Sqoop Export
You can use the Sqoop Export job entry to export data from Hadoop into an RDBMS by using Apache Sqoop.
You can create, edit, and select a Hadoop cluster configuration. Cluster configuration settings can be reused in other transformation steps and job entries that support Hadoop.
This job entry has two setup modes:
Quick Setup: Provides the minimum options needed to run a Sqoop export (default).
Advanced Options: Provides additional options to manage your export, including a command-line view that you can use to reuse an existing Sqoop command.
For more information about Apache Sqoop, see http://sqoop.apache.org/.
General
Name: Specify the unique name of the job entry on the canvas. You can customize the name or leave it as the default.
Advanced Options: Select Advanced Options to switch to Advanced Options mode. In Advanced Options mode, select Quick Setup to return to Quick Setup mode.
Quick Setup mode

Source
The source refers to the Hadoop cluster where the data you want to export is stored.
Hadoop Cluster
The Hadoop cluster that contains the data for export.
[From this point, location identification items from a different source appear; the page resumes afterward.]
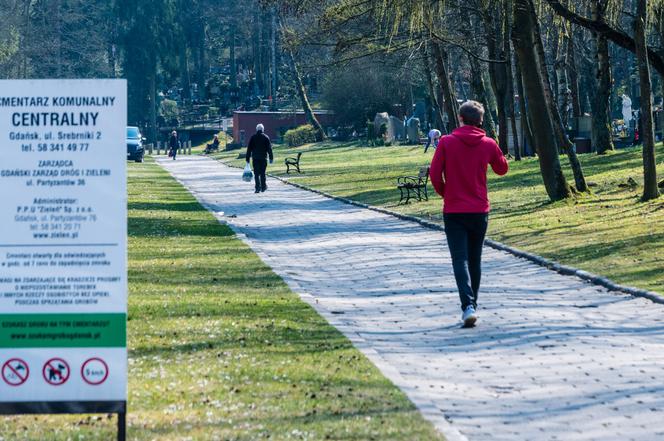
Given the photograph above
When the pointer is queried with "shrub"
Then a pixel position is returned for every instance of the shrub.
(300, 135)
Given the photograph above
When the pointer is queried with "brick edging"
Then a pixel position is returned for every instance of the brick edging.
(539, 260)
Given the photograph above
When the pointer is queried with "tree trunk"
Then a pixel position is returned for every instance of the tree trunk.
(647, 134)
(564, 144)
(523, 35)
(302, 93)
(184, 72)
(153, 101)
(273, 49)
(573, 75)
(564, 99)
(480, 92)
(601, 115)
(449, 97)
(509, 98)
(525, 116)
(438, 122)
(498, 73)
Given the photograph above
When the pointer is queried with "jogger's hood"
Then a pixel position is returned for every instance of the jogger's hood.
(469, 135)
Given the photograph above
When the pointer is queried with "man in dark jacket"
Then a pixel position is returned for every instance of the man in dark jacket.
(259, 149)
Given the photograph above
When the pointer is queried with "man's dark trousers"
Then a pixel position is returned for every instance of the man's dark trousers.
(465, 238)
(260, 166)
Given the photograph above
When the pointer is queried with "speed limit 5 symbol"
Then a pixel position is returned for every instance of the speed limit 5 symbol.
(94, 371)
(15, 372)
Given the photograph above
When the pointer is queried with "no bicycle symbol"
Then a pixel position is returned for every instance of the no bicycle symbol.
(56, 371)
(15, 372)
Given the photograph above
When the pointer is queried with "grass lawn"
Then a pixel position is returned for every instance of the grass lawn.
(609, 232)
(221, 349)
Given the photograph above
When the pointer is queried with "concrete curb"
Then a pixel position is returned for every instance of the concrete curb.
(539, 260)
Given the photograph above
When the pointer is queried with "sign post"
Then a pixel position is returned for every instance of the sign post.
(63, 247)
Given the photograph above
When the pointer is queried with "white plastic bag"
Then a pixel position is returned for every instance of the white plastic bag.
(247, 175)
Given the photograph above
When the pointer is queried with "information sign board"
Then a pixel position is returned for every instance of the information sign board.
(63, 246)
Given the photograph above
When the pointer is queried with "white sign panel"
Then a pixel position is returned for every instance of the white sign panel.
(63, 242)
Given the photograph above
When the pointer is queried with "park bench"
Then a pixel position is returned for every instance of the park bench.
(293, 162)
(414, 186)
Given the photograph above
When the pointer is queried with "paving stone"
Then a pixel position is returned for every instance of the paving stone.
(552, 357)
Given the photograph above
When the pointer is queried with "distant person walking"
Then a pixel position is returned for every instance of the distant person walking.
(458, 173)
(259, 149)
(432, 138)
(173, 144)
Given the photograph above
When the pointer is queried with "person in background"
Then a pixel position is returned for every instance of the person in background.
(432, 138)
(209, 148)
(258, 151)
(458, 173)
(173, 144)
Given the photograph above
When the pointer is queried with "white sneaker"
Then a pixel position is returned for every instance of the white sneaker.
(469, 317)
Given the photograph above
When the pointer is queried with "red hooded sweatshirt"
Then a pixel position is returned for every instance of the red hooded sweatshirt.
(459, 166)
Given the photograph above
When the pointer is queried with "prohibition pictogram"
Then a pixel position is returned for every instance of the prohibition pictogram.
(15, 372)
(56, 371)
(94, 371)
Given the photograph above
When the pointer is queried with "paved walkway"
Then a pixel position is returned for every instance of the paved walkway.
(553, 358)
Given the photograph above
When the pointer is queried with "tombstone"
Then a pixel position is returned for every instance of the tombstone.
(413, 130)
(379, 120)
(397, 128)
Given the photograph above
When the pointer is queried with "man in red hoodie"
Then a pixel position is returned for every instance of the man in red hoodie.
(458, 173)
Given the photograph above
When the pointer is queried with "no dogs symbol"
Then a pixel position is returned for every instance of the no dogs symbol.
(56, 371)
(15, 372)
(94, 371)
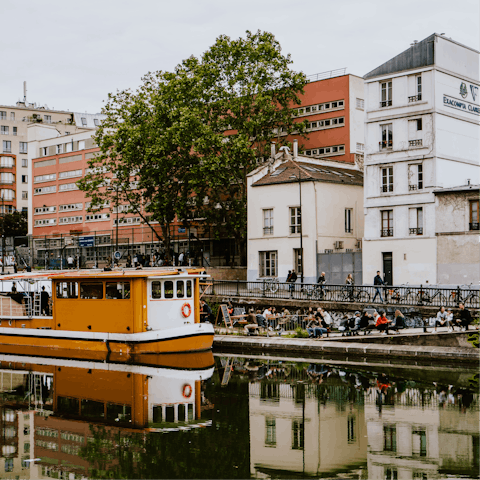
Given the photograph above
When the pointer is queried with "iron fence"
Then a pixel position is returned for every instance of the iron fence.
(367, 294)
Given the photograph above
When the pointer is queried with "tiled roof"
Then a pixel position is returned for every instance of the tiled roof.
(289, 172)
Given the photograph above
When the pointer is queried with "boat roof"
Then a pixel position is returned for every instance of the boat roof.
(96, 273)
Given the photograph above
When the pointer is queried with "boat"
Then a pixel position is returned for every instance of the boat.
(122, 313)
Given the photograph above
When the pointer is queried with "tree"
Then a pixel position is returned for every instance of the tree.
(146, 160)
(247, 94)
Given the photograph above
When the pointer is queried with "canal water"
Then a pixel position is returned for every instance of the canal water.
(226, 417)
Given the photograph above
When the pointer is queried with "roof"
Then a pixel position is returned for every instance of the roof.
(95, 273)
(290, 171)
(461, 188)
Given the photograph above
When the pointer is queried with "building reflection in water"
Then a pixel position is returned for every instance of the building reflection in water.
(320, 421)
(48, 408)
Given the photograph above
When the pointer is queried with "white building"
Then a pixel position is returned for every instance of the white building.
(329, 193)
(421, 134)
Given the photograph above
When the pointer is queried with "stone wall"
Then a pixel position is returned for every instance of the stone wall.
(227, 273)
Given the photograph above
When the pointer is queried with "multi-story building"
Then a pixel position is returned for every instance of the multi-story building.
(333, 106)
(14, 165)
(303, 206)
(421, 135)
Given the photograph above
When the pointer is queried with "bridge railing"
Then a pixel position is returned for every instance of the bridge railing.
(270, 288)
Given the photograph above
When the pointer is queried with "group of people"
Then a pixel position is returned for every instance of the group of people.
(445, 317)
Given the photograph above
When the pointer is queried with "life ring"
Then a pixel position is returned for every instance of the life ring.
(187, 390)
(186, 310)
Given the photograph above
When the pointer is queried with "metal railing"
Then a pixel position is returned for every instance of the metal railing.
(366, 294)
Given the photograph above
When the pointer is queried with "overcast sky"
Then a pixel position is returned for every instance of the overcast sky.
(72, 54)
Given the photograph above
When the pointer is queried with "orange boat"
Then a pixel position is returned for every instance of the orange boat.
(123, 313)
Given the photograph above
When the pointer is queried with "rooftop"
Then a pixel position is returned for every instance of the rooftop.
(290, 172)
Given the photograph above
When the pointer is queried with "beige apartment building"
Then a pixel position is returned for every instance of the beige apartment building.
(15, 176)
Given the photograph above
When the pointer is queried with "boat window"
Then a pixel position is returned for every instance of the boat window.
(67, 290)
(180, 289)
(117, 290)
(156, 289)
(91, 290)
(168, 285)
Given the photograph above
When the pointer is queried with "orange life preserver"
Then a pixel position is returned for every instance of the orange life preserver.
(187, 390)
(186, 310)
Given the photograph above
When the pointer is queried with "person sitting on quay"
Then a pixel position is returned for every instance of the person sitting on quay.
(465, 317)
(382, 323)
(399, 321)
(441, 318)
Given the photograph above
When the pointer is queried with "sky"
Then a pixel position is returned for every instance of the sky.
(74, 53)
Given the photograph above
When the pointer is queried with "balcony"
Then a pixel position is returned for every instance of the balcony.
(415, 98)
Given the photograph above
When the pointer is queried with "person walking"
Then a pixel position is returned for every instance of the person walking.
(378, 281)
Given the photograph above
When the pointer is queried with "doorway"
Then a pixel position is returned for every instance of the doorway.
(387, 268)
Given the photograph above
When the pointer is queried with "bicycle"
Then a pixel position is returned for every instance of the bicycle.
(269, 285)
(317, 292)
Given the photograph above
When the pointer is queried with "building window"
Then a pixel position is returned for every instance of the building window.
(45, 178)
(270, 432)
(387, 223)
(387, 136)
(386, 99)
(474, 214)
(415, 177)
(268, 221)
(7, 146)
(387, 179)
(268, 264)
(297, 260)
(295, 220)
(416, 221)
(389, 438)
(351, 431)
(348, 220)
(298, 435)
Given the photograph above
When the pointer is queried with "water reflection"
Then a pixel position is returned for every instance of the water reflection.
(172, 417)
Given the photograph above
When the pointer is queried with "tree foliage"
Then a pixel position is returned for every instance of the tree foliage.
(183, 143)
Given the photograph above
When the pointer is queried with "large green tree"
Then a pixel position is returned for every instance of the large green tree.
(181, 146)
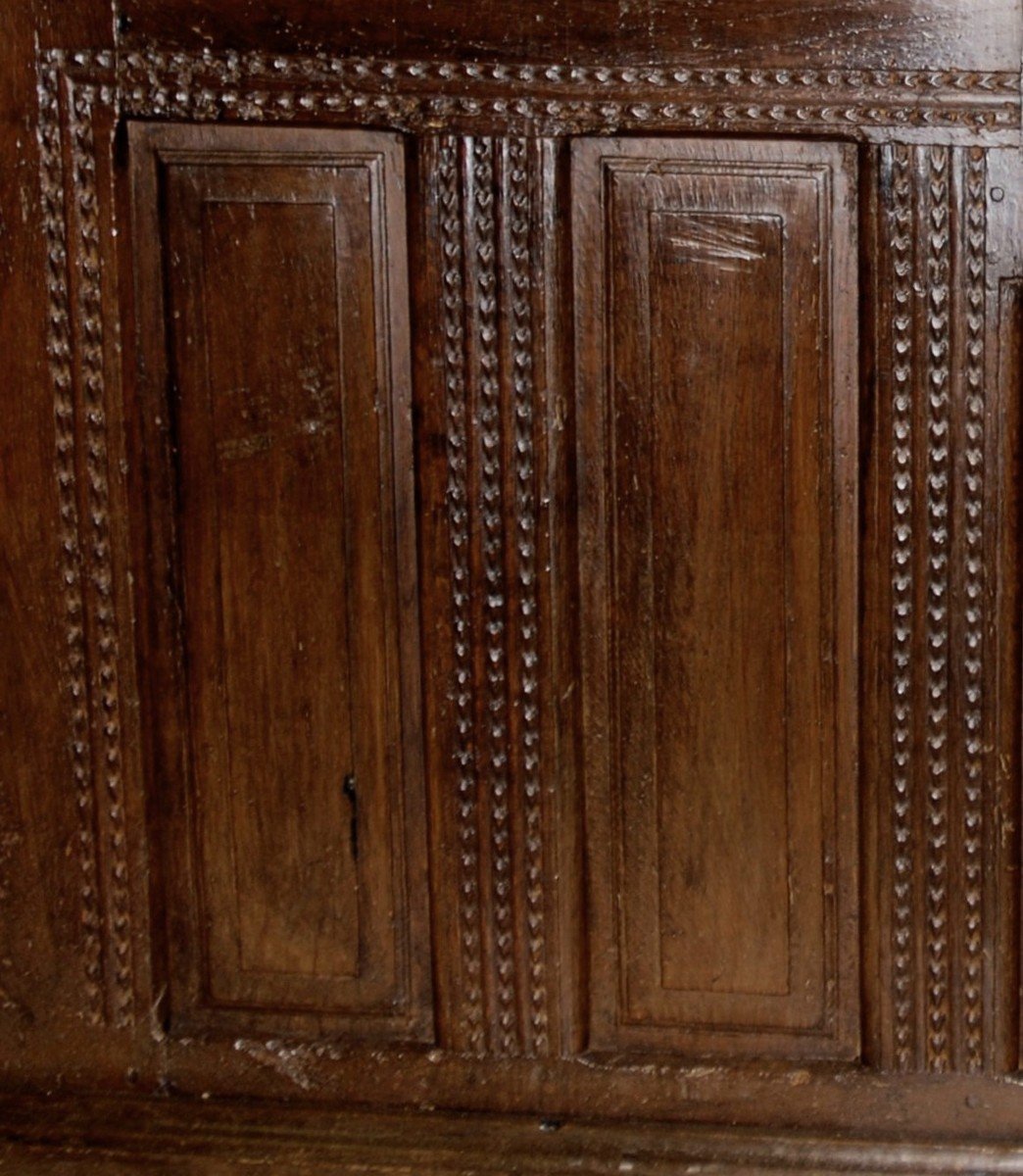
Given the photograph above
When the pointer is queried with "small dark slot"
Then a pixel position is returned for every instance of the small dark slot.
(348, 788)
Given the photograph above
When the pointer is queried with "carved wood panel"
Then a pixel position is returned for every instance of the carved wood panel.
(946, 436)
(939, 316)
(716, 399)
(289, 788)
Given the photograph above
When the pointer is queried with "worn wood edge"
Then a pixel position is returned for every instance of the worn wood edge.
(129, 1129)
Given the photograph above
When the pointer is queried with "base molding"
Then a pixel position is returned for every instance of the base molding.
(112, 1136)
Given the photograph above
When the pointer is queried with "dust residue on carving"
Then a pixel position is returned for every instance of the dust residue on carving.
(288, 1061)
(716, 244)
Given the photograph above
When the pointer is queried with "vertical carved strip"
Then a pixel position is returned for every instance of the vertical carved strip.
(75, 673)
(103, 629)
(526, 541)
(459, 526)
(485, 270)
(973, 652)
(488, 192)
(938, 605)
(940, 791)
(902, 585)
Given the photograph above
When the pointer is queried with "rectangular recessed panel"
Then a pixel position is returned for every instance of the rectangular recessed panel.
(716, 344)
(268, 568)
(294, 648)
(716, 418)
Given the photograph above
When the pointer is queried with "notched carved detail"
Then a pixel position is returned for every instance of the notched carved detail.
(75, 345)
(416, 94)
(487, 209)
(936, 404)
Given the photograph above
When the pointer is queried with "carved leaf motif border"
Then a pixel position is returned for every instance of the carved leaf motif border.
(417, 97)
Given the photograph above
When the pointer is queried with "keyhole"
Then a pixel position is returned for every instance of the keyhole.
(348, 789)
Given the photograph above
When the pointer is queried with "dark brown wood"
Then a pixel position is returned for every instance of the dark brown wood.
(901, 34)
(291, 788)
(512, 585)
(716, 342)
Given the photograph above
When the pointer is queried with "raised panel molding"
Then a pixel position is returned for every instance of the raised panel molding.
(281, 665)
(718, 570)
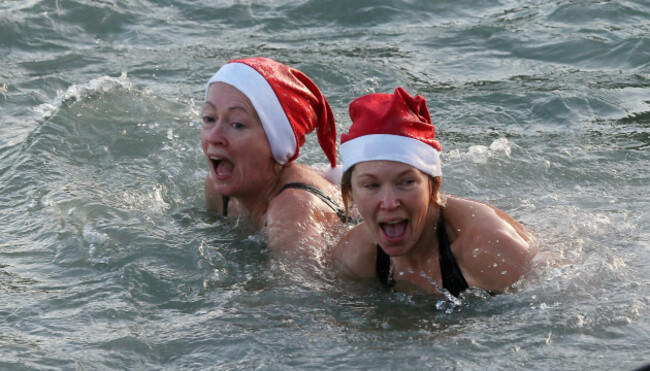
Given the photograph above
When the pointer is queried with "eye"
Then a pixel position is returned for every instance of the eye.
(208, 120)
(370, 185)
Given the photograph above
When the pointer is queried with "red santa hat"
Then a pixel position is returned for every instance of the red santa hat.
(394, 127)
(287, 102)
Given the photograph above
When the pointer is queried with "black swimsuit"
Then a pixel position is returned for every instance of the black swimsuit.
(452, 277)
(309, 188)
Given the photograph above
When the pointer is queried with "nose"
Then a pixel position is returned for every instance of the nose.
(389, 199)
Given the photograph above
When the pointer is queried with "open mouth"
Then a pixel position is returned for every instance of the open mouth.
(394, 231)
(222, 167)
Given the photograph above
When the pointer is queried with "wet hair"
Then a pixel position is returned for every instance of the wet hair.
(346, 189)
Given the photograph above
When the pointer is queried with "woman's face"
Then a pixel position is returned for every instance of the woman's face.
(393, 199)
(234, 142)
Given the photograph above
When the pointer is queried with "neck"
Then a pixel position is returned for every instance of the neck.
(257, 203)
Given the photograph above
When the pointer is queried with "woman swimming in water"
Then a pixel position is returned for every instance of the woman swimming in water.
(412, 236)
(255, 118)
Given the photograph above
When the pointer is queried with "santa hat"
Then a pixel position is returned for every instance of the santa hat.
(394, 127)
(287, 102)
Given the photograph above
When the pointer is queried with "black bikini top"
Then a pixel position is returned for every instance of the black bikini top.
(304, 186)
(452, 277)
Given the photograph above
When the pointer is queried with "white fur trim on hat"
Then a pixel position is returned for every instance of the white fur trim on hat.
(392, 148)
(254, 86)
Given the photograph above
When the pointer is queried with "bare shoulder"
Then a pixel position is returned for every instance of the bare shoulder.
(492, 249)
(355, 255)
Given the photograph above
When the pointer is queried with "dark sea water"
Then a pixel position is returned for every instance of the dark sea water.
(108, 259)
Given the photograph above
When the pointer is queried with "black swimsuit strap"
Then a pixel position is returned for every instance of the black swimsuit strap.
(224, 207)
(309, 188)
(318, 193)
(452, 277)
(382, 266)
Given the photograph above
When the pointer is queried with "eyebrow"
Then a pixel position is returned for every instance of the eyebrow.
(237, 107)
(405, 172)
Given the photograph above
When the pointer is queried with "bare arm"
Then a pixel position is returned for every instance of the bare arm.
(492, 249)
(299, 225)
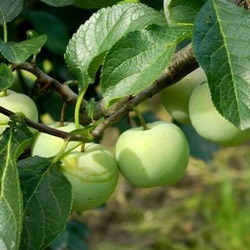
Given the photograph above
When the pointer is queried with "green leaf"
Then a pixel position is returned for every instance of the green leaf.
(20, 52)
(57, 3)
(9, 9)
(47, 201)
(57, 34)
(6, 77)
(182, 11)
(75, 237)
(138, 59)
(221, 44)
(12, 144)
(88, 46)
(96, 4)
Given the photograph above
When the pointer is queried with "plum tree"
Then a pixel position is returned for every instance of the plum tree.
(153, 157)
(92, 171)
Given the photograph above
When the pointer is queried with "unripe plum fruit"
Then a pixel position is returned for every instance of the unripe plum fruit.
(17, 102)
(175, 98)
(209, 123)
(93, 172)
(153, 157)
(93, 175)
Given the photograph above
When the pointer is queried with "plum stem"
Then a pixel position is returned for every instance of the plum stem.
(141, 118)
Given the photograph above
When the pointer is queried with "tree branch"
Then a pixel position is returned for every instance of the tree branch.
(182, 64)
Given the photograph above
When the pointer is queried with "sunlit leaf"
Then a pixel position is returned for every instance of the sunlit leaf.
(221, 44)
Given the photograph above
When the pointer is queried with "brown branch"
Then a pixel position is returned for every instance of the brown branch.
(63, 89)
(182, 64)
(46, 129)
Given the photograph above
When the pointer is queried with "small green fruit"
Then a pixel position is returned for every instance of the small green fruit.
(209, 123)
(17, 102)
(157, 156)
(93, 175)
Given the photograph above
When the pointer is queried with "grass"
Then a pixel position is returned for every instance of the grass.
(207, 209)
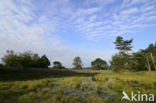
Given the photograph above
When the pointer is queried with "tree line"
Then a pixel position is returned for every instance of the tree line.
(144, 59)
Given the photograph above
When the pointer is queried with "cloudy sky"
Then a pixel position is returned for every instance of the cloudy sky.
(63, 29)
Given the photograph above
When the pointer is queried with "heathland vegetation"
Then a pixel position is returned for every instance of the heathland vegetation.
(27, 78)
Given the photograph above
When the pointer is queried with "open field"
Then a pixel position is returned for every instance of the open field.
(64, 86)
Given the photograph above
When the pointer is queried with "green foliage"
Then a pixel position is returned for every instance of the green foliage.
(77, 63)
(99, 64)
(24, 60)
(144, 59)
(123, 45)
(57, 65)
(44, 62)
(120, 62)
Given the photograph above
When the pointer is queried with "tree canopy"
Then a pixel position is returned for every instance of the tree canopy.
(99, 64)
(123, 45)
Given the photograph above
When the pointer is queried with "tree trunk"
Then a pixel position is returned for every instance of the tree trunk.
(153, 61)
(149, 67)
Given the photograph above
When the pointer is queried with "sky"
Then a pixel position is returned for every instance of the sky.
(63, 29)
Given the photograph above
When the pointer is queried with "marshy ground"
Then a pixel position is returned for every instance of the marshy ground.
(65, 86)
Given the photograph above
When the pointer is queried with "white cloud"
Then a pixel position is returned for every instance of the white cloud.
(22, 30)
(129, 11)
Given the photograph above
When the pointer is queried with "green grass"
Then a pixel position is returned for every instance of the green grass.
(65, 86)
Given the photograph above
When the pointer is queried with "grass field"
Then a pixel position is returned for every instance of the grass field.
(65, 86)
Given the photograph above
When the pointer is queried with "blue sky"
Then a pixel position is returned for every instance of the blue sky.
(63, 29)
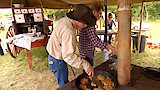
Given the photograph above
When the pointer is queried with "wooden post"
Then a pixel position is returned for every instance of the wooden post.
(140, 28)
(105, 34)
(124, 41)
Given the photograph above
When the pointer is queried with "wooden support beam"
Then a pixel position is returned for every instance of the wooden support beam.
(140, 29)
(124, 41)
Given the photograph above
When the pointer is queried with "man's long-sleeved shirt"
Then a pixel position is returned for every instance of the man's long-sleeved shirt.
(62, 44)
(88, 40)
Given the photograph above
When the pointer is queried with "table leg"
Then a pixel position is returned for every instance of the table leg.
(29, 58)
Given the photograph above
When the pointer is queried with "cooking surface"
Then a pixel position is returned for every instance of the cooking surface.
(138, 80)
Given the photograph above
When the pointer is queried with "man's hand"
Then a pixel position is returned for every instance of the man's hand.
(90, 71)
(113, 49)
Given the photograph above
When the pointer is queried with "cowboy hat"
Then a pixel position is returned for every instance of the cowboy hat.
(82, 14)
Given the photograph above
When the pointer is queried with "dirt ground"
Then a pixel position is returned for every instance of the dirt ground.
(16, 75)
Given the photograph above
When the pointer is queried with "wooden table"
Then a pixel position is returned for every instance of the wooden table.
(36, 44)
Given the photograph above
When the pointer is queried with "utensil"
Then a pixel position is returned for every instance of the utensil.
(97, 82)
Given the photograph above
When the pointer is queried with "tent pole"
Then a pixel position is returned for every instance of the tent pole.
(105, 34)
(124, 41)
(140, 29)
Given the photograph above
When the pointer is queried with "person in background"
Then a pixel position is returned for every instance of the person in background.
(62, 44)
(88, 39)
(110, 23)
(1, 49)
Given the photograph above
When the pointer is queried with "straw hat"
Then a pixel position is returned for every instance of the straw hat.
(82, 14)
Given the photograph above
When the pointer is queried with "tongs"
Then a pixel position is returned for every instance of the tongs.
(97, 82)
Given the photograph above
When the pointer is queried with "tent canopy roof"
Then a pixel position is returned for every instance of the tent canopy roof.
(57, 4)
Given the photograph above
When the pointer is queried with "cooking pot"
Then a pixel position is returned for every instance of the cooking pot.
(105, 73)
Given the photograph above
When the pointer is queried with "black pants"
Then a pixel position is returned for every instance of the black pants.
(1, 50)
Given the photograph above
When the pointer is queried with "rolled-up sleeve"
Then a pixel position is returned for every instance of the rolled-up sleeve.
(69, 55)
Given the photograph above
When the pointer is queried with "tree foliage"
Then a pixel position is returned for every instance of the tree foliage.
(56, 14)
(151, 11)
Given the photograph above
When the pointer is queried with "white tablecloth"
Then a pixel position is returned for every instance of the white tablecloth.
(24, 40)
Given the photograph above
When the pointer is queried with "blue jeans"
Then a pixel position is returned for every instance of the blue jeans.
(59, 69)
(89, 60)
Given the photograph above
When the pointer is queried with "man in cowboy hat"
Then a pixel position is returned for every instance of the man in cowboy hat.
(62, 44)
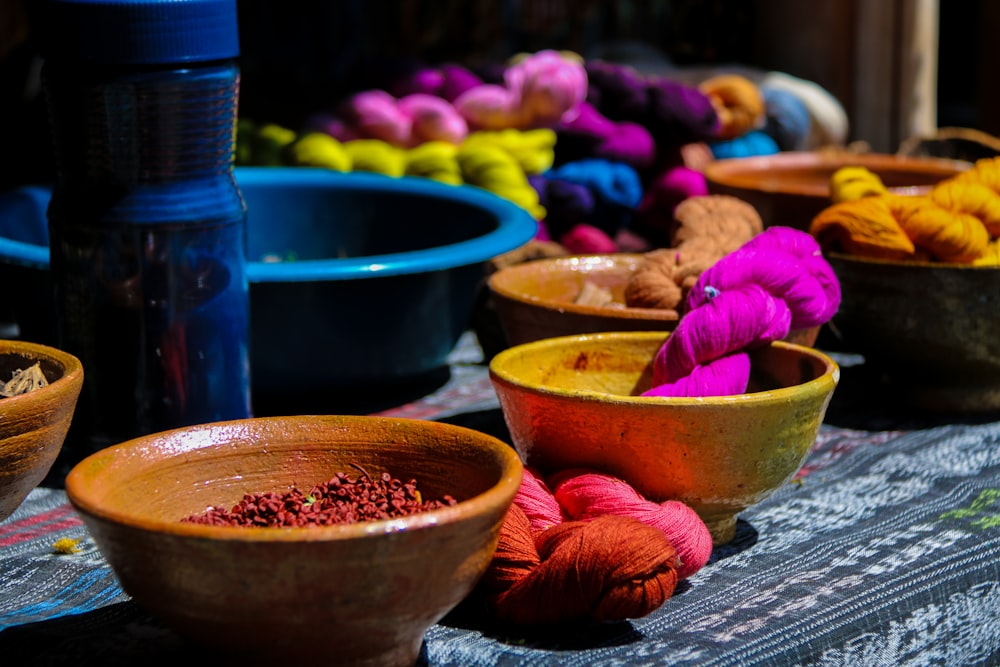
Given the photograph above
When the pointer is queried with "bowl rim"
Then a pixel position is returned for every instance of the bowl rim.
(496, 284)
(823, 383)
(848, 258)
(516, 227)
(731, 172)
(72, 370)
(83, 498)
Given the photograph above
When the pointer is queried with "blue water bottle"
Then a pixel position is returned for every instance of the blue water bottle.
(147, 224)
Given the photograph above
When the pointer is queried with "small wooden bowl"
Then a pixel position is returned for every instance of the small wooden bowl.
(33, 425)
(575, 401)
(792, 188)
(931, 328)
(354, 594)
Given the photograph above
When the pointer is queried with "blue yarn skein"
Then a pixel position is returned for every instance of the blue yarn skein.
(755, 142)
(788, 120)
(615, 186)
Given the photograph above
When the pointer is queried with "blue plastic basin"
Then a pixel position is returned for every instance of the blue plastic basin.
(377, 281)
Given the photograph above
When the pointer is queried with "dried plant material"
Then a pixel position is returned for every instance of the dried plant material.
(592, 294)
(23, 380)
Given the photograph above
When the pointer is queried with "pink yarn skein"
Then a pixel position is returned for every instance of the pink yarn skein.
(585, 495)
(751, 297)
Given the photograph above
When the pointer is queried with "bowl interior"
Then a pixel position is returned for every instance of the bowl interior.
(808, 174)
(574, 402)
(538, 299)
(932, 327)
(153, 482)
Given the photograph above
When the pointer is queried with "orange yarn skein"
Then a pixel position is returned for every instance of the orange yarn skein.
(738, 102)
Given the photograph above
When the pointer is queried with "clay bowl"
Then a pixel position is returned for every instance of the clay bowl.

Select Choose Available to pick an existing cluster configuration. If you do not have any existing cluster connections, select New.
For Hadoop information, see Use Hadoop with Pentaho.
Edit
Edit the selected Hadoop cluster configuration.
New
Create a new Hadoop cluster configuration.
Export Directory
The HDFS directory that contains the data you want to export.
Browse
Browse the cluster file system and select the directory that contains your export data.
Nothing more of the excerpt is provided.